- Born: April 17, 1683 Teuchern, Holy Roman Empire
- Died: July 16, 1729 (aged 46)
- Known for: Circle of fifths
- Children: 1

= Johann David Heinichen =

German composer and music theorist

Johann David Heinichen (17 April 1683 – 16 July 1729) was a German Baroque composer and music theorist who brought the musical genius of Venice to the court of Augustus II the Strong in Dresden. After he died, Heinichen's music attracted little attention for many years. As a music theorist, he is credited as one of the inventors of the circle of fifths.

==Biography==
Johann David Heinichen was born in 1683 in the small village of Krössuln (currently part of the town of Teuchern, in Saxony-Anhalt) near Weissenfels. His father, Michael Heinichen, had studied music at the celebrated Thomasschule Leipzig associated with the Thomaskirche, served as cantor in Pegau and was pastor of the village church in Krössuln. Johann David also attended the Thomasschule Leipzig. There he studied music with Johann Schelle and later received organ and harpsichord lessons with Johann Kuhnau. The future composer Christoph Graupner was also a student of Kuhnau at the time.

Heinichen enrolled in 1702 to study law at the University of Leipzig and in 1705–1706 qualified as a lawyer (in the early 18th century law was a favored field of study for composers; Kuhnau, Graupner and Georg Philipp Telemann were also lawyers).

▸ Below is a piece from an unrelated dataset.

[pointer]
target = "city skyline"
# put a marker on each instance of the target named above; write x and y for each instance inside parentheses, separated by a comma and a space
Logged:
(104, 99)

Heinichen practiced law in Weissenfels until 1709.

However, Heinichen maintained his interest in music and was concurrently composing operas. In 1710, he published the first edition of his major treatise on the thoroughbass. He went to Italy and spent seven formative years there, mostly in Venice, achieving great success with two operas, Mario and Le passioni per troppo amore (1713). Mario was staged again in Hamburg in 1716 with the German title, Calpurnia, oder die romische Grossmut.

In 1712, he taught music to Leopold, Prince of Anhalt-Köthen, who took him as composer. The same prince would appoint Johann Sebastian Bach Kapellmeister at the end of 1717. In 1716, Heinichen met in Venice Prince Frederick Augustus, son of King Augustus II the Strong, and thanks to him was appointed the Royal-Polish and Electoral-Saxon Kapellmeister in Dresden. His pupils included Johann Georg Pisendel. In 1721, Heinichen married in Weissenfels; the birth of his only child is recorded as January 1723. In his final years, Heinichen's health suffered greatly; on the afternoon of 16 July 1729, he was buried in the Johannes cemetery after succumbing to tuberculosis.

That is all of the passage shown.